Posted by Paul Sullivan on January 11, 2009
Criminal Law, MT Decisions, Sentencing / No Comments

In February of 1994, White pled guilty to theft and was given a three year deferred sentence. Six months later, in August, her deferred sentence was revoked for consuming alchohol and a ten year sentence was imposed. She was required to serve 30 days in the Flathead County Detention Center and the rest of the sentence was suspended. Additionally, she was required to pay a fine of $1,000, pay a surcharge of $100, and submit to screening for Intensive Supervised Probation. In 1996, the 1994 judgement was amended to require White to submit to blood, breath or urine analysis at the request of her probation officer.

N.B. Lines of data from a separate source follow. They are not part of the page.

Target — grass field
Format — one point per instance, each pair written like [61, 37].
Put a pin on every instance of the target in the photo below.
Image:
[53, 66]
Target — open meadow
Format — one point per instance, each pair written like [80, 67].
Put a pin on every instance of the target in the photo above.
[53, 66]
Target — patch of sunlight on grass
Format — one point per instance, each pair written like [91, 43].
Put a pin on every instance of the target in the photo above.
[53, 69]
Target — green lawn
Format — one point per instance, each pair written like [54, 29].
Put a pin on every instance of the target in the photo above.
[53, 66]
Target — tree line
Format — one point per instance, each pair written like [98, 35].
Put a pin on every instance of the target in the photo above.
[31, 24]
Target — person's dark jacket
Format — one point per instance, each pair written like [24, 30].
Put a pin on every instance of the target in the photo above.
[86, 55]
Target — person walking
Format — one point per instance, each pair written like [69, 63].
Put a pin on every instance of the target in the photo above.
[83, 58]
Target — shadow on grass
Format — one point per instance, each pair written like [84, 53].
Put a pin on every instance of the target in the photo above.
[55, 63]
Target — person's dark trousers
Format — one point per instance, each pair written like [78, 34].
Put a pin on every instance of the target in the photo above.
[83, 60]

In May of 1997, the District Court found that White had consumed alchohol, thereby violating her probation and revoked her suspended sentence. Among other changes, the court added the requirements that she attend AA meetings four times a week (unless her probation officer said otherwise), and to attend counseling that her probation officer thought necessary.

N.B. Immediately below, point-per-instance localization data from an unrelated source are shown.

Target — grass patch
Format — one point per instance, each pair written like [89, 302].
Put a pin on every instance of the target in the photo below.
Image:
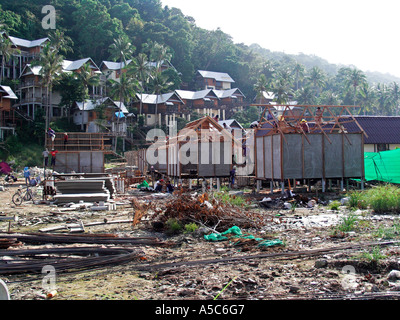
[334, 205]
[381, 199]
[226, 198]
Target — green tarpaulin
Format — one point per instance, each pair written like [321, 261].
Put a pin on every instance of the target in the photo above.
[383, 166]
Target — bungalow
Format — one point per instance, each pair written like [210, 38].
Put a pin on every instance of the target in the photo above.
[100, 115]
[213, 80]
[169, 105]
[111, 70]
[383, 132]
[6, 97]
[32, 92]
[204, 102]
[28, 51]
[231, 101]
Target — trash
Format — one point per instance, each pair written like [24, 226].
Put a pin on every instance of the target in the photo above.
[287, 205]
[238, 237]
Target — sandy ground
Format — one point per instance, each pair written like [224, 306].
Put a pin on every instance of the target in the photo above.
[257, 275]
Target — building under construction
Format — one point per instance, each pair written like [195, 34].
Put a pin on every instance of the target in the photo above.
[308, 143]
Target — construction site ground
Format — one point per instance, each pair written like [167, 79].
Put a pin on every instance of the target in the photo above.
[314, 261]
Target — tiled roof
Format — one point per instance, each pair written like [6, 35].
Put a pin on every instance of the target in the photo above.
[27, 43]
[218, 76]
[379, 129]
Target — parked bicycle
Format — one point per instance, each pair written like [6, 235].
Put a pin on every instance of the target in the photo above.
[23, 195]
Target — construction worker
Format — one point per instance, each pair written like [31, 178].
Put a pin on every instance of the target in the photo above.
[304, 126]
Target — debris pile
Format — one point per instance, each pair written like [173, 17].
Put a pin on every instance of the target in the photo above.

A District Court has no power to impose a sentence in the absence of specific statutory authority. State v. Ruiz, 2005 MT 117, ¶ 12. MCA § 46-18-203(7)(c) authorizes a court revoking a suspended sentence to “require the defendant to serve either the sentence imposed or any lesser sentence.” The additional conditions imposed on White in 1997 where in excess of this statutory authority and, therefore, illegal. Despite White’s claim that the entire sentence was illegal, the Court held that the proper remedy is simply to strike the offending conditions.